Толкаться в толпе мешочников на вокзале в ожидании поезда Геннаду не хотелось, и он, освежая голову после бессонной ночи, прошёлся по улицам Бассграда. Когда-то большой город с миллионным населением, образовавшийся путём слияния нескольких десятков горняцких поселков, с истощением шахт обезлюдел и распался теперь уже на постиндустральные поселения, отделённые друг от друга кварталами рассыпавшихся панельных многоэтажек. Лишь центр города, построенный из добротного камня в период расцвета Республиканства, выглядел более-менее прилично. Впрочем, такая участь постигла все крупные города. После голодных бунтов начала Перелицовки горожане, не обеспеченные работой, топливом и пропитанием, устремились в сельскую местность. Началась гражданская война за передел земли, отголоски которой докатывались и до сегодняшнего дня. Население страны резко сократилось, и установилось шаткое равновесие, смещавшееся в сторону мира при хороших урожаях и войны - при плохих.
Центральную площадь оцепили спецотрядом центурской гвардии, и Геннад прошёл через кордон только предъявив предписание. Ему приходилось бывать в Бассграде в служебных командировках, и он хорошо помнил величественное здание мэрии, возвышавшееся над городом. Сейчас от мэрии остались лишь дымящиеся компактные руины. Террористы хорошо знали своё дело. Обойма кассетных ракет с вакуумными боеголовками впрессовала здание в площадь, не причинив вреда соседним домам. Странные террористы. Требований не выдвигают, себя не афишируют... А искать их нужно среди ракетчиков - так аккуратно "положить" обойму мог только кадровый офицер. Возможно, бывший... Впрочем, это уже не его, Геннада, дело. Пусть у других голова болит, тем более что в глубине души Геннад был солидарен с отчаянным актом террористов, желавших покончить с коррумпированной вседозволенностью губернских властей. Но даже самому себе Геннад в этом признаться не мог, настолько не оформившимся, подсознательным было сочувственное понимание действий террористов. Одно он твёрдо мог сказать - поручи ему титул-генрал Васелс расследование терракта в Бассграде, он бы отказался.
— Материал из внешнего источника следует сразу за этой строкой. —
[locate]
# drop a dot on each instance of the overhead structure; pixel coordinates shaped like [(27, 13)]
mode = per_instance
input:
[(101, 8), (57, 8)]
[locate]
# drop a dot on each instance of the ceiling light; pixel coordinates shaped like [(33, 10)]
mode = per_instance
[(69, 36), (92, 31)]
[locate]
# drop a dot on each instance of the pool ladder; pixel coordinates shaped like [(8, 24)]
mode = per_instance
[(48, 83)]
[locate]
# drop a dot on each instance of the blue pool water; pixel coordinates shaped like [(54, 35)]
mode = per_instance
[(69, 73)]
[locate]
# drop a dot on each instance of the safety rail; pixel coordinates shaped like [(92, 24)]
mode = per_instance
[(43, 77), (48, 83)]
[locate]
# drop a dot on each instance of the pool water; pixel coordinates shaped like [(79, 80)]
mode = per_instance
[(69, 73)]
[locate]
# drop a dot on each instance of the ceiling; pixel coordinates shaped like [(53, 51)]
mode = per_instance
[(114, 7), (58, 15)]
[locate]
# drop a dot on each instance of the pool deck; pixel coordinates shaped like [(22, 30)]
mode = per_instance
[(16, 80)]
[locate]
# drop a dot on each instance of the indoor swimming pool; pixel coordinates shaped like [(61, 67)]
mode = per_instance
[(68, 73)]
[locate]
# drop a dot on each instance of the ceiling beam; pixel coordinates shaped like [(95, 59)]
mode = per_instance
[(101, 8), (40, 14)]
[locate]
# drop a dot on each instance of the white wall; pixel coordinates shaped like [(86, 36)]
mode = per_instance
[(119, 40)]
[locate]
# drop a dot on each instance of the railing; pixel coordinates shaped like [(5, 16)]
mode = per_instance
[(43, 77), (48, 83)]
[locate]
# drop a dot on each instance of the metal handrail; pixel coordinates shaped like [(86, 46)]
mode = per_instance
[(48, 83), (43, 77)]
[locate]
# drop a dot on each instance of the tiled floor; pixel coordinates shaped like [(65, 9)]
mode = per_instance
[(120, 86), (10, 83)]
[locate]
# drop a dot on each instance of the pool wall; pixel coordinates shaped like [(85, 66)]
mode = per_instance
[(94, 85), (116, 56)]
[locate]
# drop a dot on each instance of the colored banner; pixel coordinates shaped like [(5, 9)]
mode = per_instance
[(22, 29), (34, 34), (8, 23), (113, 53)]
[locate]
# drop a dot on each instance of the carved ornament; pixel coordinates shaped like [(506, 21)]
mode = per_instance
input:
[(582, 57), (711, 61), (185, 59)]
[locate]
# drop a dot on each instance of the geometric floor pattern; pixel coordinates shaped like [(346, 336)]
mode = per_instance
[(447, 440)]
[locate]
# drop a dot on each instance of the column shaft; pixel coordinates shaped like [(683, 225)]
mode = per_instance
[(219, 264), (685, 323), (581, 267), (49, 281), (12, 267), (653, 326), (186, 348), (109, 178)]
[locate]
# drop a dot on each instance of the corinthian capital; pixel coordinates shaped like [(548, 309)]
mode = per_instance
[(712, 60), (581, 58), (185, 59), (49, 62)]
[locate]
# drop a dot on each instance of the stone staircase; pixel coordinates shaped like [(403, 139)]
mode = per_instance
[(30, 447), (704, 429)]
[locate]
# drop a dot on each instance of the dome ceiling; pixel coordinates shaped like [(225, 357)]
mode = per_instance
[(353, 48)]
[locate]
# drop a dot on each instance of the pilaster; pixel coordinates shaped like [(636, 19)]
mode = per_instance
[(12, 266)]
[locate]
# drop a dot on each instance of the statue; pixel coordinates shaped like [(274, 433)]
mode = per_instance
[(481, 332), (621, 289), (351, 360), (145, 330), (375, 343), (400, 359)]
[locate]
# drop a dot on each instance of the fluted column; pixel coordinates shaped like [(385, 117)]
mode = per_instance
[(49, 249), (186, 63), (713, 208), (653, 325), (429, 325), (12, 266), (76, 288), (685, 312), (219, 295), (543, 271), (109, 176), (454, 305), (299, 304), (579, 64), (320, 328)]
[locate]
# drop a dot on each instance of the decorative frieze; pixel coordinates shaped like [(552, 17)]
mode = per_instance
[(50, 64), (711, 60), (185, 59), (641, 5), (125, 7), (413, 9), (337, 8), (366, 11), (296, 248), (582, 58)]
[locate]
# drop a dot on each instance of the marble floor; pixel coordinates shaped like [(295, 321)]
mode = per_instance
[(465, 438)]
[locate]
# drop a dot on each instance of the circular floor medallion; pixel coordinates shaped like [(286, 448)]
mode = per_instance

На вокзал Геннад пришёл за полчаса до отправления поезда, забрал билет у дежурного по вокзалу центура и за бешеные деньги, раз в двадцать превышающие суточные, перекусил в коммерческой едальне тушёными речными водорослями. В меню была ещё соленая жабья икра, но цену на неё сложили вообще невообразимую, да и употреблять в пищу термически необработанные продукты Геннад опасался. Слишком велика вероятность активизации в организме чужеродных мутагенных органоидов.
Всю дорогу до Крейдяного Геннад проспал и ранним утром сошёл на перрон свежим и бодрым, как никогда. Ночью в Крейдяном выпал первый снег, и хотя он уже начинал подтаивать, хлипкой кашей расползаясь под ногами, всё же тонкой ажурной пелериной прикрыл изуродованную человеком землю и освежил воздух. Давно Геннад с таким удовольствием не дышал полной грудью и не видел столь чистой белизны снега. В Столице снег падал с неба серый и грязный, пополам с копотью.
Никто в Крейдяном с поезда больше не сошёл, и никто не сел. На пустынной платформе, зябко переминаясь в разбитых валенках, стоял только коренастый небритый мужичок в засаленном ватном комбинезоне с подпалинами. Скукожившись от холода, он равнодушно наблюдал, как паровоз набирает воду под водоразборной колонкой. Лишь изрядно поношенная форменная фуражка на его голове говорила, что это не забулдыга, а работник станции.